There are 23 of them. Two big structures holding 400 acres of industrial processing. They make potassium chloride. Or potash. The stuff gets mined right below the ponds in this view, pumped out with boiling water to create mineral-rich brine. That liquid then travels to these shallow pools.
Here’s the trick. Workers add dark-blue dye. It makes the water absorb more sun. Speeds up evaporation. But the dye evaporates too. As the water shrinks, the blue fades. White follows. Then tan. What’s left is dried potash crystal. Tiny, brown, useful.
“The distinct colors signify that they are at different stages.”
Why bother? Potash feeds crops. It’s the main ingredient in fertilizer. But it also goes into medicines, cement, fire extingushers, even beer. Who knew beer needed salt mines?
The name “potash” itself is a throwback. Preindustrial farmers mixed wood ash with water, boiled it in pots, and evaporated it. “Pot ash.” When they discovered potassium was the magic ingredient inside, they kept the name. We’re still stuck with it.
The Cost of the Shine
Mining always takes a toll. Habitat destruction. Noise. Potash is messy though. It leaves behind waste. Sodium chloride. Clay. High volumes of it.

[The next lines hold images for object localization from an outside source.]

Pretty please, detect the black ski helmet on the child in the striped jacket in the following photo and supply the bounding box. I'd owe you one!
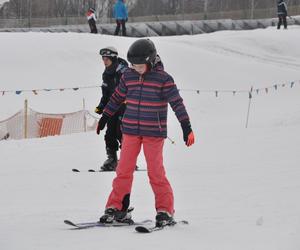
[127,39,156,65]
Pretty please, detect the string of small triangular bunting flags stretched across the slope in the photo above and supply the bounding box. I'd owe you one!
[0,80,300,98]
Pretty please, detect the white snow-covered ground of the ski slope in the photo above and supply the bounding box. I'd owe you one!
[0,27,300,250]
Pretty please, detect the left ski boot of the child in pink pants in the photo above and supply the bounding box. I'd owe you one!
[99,207,134,225]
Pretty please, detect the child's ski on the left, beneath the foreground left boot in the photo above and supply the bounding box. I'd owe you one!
[64,220,152,229]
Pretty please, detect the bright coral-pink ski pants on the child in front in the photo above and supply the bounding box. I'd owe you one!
[106,134,174,214]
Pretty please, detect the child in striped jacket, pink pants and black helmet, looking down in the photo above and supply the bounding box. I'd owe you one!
[98,39,194,227]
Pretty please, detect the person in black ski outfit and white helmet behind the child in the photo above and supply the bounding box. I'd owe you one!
[95,47,128,171]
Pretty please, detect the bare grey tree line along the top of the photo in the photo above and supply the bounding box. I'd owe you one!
[0,0,300,18]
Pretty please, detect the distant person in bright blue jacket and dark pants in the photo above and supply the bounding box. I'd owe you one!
[113,0,128,36]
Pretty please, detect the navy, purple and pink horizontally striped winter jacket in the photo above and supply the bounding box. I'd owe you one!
[103,63,189,138]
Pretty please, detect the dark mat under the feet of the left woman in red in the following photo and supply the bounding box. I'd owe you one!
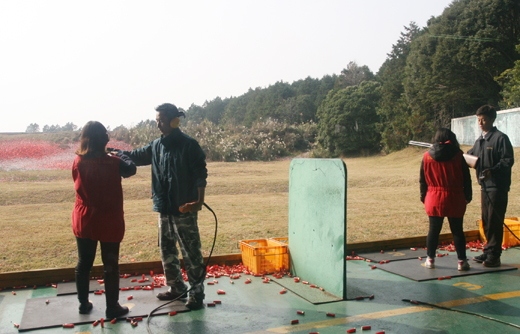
[19,288,189,331]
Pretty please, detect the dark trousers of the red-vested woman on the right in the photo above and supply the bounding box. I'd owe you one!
[426,216,466,260]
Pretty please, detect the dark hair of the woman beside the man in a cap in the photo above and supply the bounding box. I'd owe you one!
[76,121,109,157]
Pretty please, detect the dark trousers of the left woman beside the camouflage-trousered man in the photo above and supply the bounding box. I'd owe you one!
[76,237,120,307]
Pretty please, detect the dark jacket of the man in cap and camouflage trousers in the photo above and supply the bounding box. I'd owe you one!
[118,128,208,216]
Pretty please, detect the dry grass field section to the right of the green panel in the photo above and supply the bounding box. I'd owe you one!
[345,147,520,242]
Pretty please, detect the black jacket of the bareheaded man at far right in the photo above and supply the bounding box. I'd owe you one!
[468,127,515,191]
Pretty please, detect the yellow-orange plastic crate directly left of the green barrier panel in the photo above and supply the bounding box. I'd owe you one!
[240,239,289,274]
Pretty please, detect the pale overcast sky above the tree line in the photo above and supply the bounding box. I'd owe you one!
[0,0,452,132]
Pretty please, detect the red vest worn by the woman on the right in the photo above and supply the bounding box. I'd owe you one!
[421,150,471,218]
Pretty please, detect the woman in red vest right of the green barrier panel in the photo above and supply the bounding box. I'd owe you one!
[420,128,472,270]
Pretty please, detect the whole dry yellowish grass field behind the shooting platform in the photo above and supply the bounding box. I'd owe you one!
[0,147,520,272]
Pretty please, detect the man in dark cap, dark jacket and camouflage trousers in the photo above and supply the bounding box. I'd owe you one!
[115,103,208,310]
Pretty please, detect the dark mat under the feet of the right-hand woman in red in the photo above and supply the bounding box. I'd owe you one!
[370,254,517,282]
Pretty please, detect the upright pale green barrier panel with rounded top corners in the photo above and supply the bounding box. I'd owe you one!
[289,159,347,299]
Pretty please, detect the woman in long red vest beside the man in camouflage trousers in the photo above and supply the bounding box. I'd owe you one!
[72,121,136,319]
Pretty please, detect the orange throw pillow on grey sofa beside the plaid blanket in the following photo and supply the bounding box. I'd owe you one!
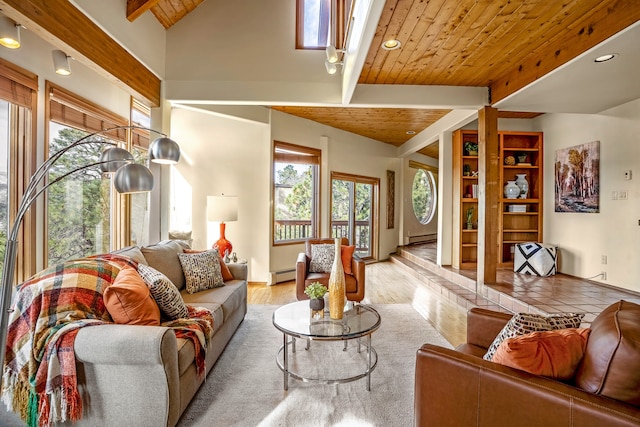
[103,267,160,326]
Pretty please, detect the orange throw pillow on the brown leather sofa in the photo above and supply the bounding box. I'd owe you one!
[491,328,591,380]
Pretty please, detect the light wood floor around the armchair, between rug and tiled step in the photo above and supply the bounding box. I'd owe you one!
[248,261,467,346]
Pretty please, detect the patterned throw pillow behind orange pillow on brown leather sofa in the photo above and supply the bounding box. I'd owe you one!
[482,313,584,361]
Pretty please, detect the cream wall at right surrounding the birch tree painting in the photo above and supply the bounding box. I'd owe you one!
[535,100,640,291]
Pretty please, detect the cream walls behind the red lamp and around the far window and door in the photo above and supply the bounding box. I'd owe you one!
[171,107,400,282]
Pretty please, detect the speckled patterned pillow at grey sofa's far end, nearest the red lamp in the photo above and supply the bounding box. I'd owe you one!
[178,250,224,294]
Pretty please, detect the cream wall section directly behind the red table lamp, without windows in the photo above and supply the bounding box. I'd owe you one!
[171,108,271,282]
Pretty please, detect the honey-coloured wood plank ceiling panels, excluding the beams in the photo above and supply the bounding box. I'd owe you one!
[127,0,640,157]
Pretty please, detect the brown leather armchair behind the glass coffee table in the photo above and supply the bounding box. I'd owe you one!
[296,237,365,302]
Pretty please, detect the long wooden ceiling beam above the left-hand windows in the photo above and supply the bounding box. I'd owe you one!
[0,0,160,107]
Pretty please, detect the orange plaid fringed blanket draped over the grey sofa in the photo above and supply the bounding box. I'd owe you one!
[2,255,213,427]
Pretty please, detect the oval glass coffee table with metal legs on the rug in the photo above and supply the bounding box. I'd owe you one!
[273,301,380,390]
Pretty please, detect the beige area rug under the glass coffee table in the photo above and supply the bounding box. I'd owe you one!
[178,304,451,427]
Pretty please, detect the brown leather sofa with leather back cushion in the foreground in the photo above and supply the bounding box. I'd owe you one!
[414,301,640,427]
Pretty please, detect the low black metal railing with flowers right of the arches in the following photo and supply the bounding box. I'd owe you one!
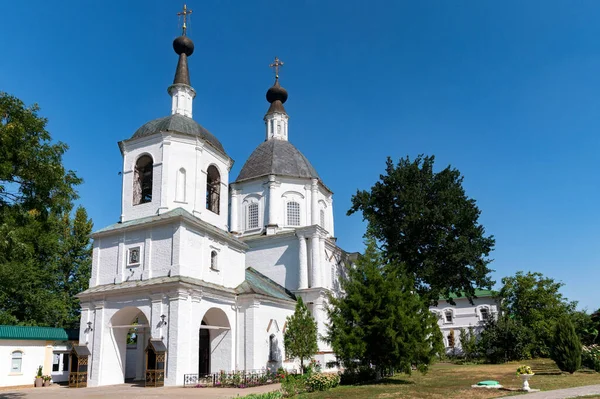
[183,370,280,388]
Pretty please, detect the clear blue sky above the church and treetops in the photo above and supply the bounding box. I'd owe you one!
[0,0,600,310]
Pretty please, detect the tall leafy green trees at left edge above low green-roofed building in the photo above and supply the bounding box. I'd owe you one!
[0,92,91,327]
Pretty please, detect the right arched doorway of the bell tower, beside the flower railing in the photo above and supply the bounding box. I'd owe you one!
[198,308,233,376]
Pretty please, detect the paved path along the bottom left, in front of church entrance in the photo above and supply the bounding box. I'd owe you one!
[0,384,281,399]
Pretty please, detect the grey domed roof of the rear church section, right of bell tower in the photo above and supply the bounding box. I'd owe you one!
[236,139,319,181]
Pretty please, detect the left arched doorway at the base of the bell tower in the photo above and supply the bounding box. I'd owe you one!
[102,307,149,385]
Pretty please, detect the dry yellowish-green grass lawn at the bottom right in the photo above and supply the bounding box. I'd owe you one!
[299,359,600,399]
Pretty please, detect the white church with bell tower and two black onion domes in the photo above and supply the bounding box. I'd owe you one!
[78,25,349,386]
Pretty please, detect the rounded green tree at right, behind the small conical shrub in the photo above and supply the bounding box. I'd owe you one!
[500,272,577,357]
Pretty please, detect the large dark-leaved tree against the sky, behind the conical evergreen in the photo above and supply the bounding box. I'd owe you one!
[348,156,495,303]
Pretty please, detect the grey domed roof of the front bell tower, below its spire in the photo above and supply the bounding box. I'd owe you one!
[131,114,227,155]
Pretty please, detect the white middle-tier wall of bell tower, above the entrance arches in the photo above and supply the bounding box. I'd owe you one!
[90,220,245,288]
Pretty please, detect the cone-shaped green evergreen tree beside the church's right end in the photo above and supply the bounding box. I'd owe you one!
[327,238,441,374]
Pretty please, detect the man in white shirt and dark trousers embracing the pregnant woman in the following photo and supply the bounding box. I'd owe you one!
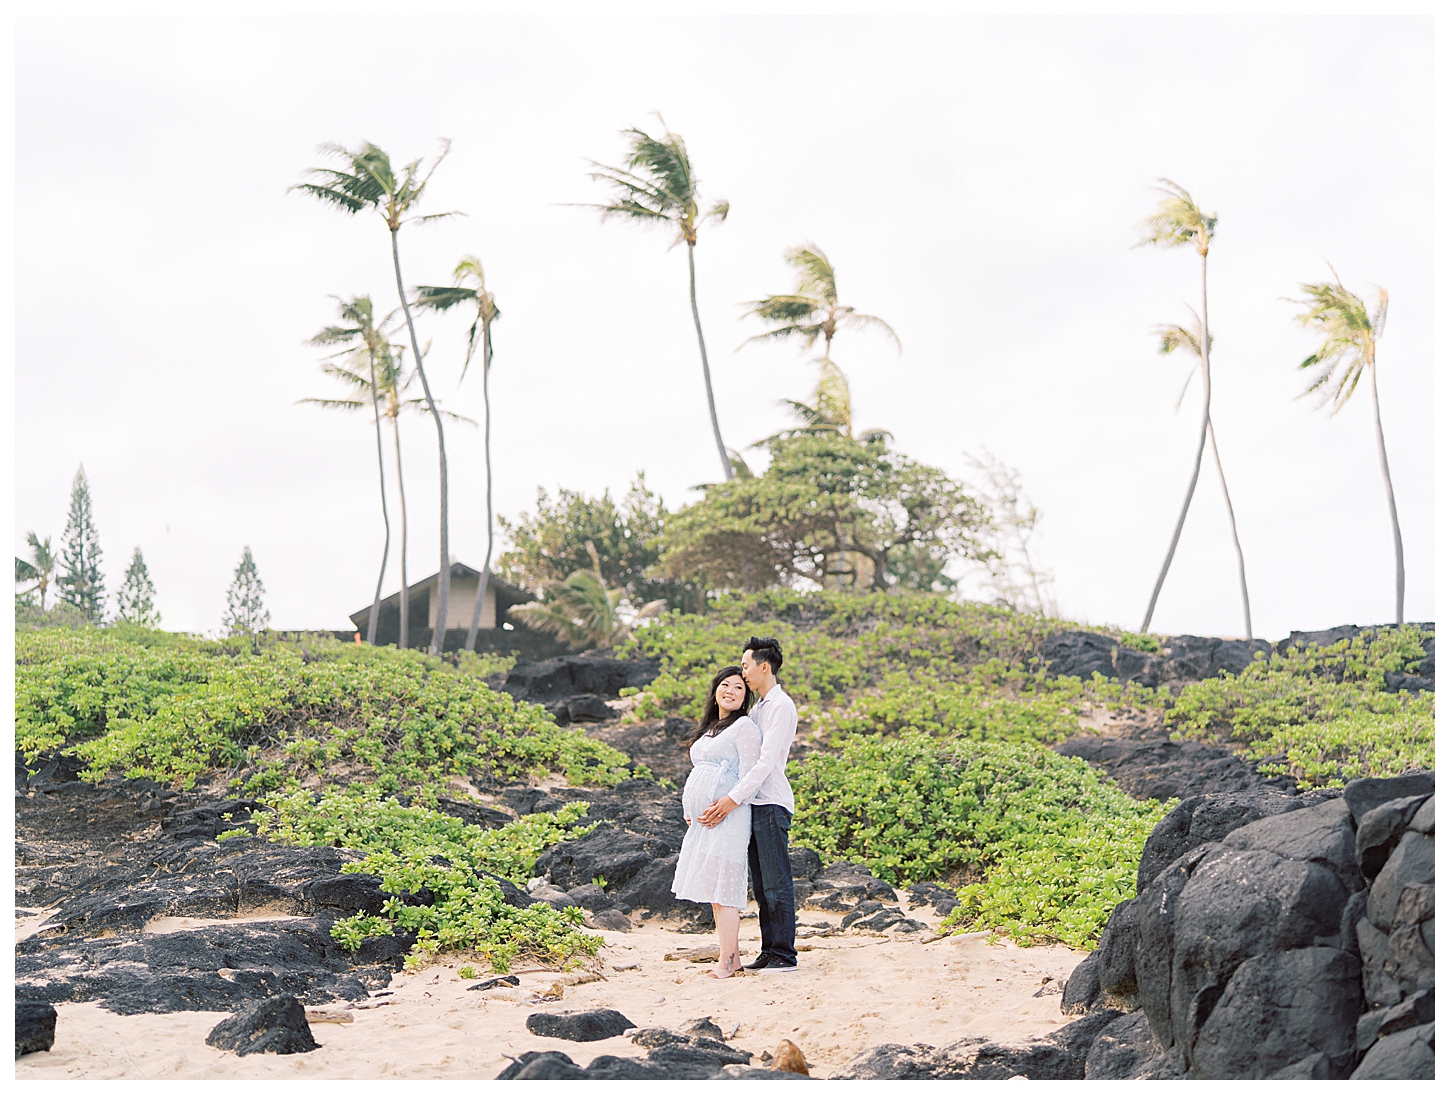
[700,637,796,973]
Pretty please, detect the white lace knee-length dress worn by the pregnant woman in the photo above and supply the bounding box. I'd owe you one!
[671,718,760,909]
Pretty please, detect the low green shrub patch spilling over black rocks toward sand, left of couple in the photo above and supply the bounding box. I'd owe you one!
[257,785,602,973]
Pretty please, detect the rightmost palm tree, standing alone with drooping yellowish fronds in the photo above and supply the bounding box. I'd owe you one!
[1295,267,1405,624]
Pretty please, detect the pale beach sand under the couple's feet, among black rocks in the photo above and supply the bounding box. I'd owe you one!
[15,909,1082,1079]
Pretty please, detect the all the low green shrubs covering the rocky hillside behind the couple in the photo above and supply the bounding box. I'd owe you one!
[16,592,1434,969]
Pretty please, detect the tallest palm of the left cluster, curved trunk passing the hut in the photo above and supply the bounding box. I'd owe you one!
[300,141,455,654]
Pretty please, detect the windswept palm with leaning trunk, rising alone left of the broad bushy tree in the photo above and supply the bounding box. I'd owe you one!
[589,113,735,479]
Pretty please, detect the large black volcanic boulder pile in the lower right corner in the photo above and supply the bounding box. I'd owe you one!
[1063,773,1434,1079]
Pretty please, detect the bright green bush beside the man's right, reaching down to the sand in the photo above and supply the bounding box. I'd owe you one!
[790,732,1175,946]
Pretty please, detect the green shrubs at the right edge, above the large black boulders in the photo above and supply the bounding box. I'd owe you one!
[1167,625,1436,788]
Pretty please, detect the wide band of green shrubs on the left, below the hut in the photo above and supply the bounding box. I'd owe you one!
[16,628,629,796]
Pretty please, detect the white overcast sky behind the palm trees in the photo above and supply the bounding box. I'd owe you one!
[15,10,1434,638]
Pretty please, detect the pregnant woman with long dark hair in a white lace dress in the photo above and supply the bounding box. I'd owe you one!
[671,666,760,978]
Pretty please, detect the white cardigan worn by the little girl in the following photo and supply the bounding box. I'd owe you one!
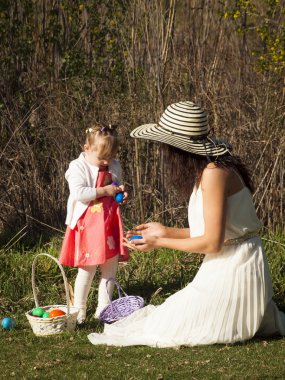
[65,153,122,229]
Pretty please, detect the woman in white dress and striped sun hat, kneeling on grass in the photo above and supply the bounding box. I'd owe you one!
[89,101,285,347]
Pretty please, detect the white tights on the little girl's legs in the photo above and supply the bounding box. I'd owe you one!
[74,255,118,323]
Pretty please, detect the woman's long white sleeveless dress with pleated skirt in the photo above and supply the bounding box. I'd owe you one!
[88,187,285,347]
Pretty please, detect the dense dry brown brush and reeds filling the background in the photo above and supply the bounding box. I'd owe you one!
[0,0,285,248]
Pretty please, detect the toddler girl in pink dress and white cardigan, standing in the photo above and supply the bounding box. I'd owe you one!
[59,125,128,323]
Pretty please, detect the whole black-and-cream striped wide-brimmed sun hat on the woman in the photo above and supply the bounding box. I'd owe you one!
[131,101,230,156]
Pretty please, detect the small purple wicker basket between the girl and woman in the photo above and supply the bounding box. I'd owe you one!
[99,278,144,323]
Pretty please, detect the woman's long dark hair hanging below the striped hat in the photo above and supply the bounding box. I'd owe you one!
[162,144,253,200]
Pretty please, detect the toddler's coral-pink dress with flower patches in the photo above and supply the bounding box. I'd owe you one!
[59,171,129,267]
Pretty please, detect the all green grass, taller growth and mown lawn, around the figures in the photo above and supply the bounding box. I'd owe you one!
[0,233,285,380]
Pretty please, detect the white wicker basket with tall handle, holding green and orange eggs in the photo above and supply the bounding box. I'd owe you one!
[25,253,79,336]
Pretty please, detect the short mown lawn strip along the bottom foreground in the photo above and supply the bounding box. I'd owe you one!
[0,324,285,380]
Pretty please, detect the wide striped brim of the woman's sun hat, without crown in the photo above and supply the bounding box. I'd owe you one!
[130,124,229,156]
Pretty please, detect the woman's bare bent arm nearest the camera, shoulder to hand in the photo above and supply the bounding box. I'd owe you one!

This salty sludge gets piled into mounds or dumped in tailings pools. Sometimes, rain washes it away. A 2017 paper noted this runoff enters nearby waterways. It can wreck biological communities. Spark harmful algal blooms. Messy stuff.
Does it affect the Colorado River? We don’t really know. Yet.
The Green Stain
The river nearby doesn’t care about our ignorance. It’s the sixth longest river in the U.S. Stretching 1,450 miles from the Colorado Rockies down to Mexico. It carved the Grand Canyon. That’s a good trick.
But here it looks green. Why? Sediment. Lots of it, suspended in the flow. Same reason its tributary, the Green River, wears the same hue. It’s dirty water. Essential, dirty water.
The blue ponds sit quietly. The river flows on. You can’t tell which will win, but the landscape has already been altered.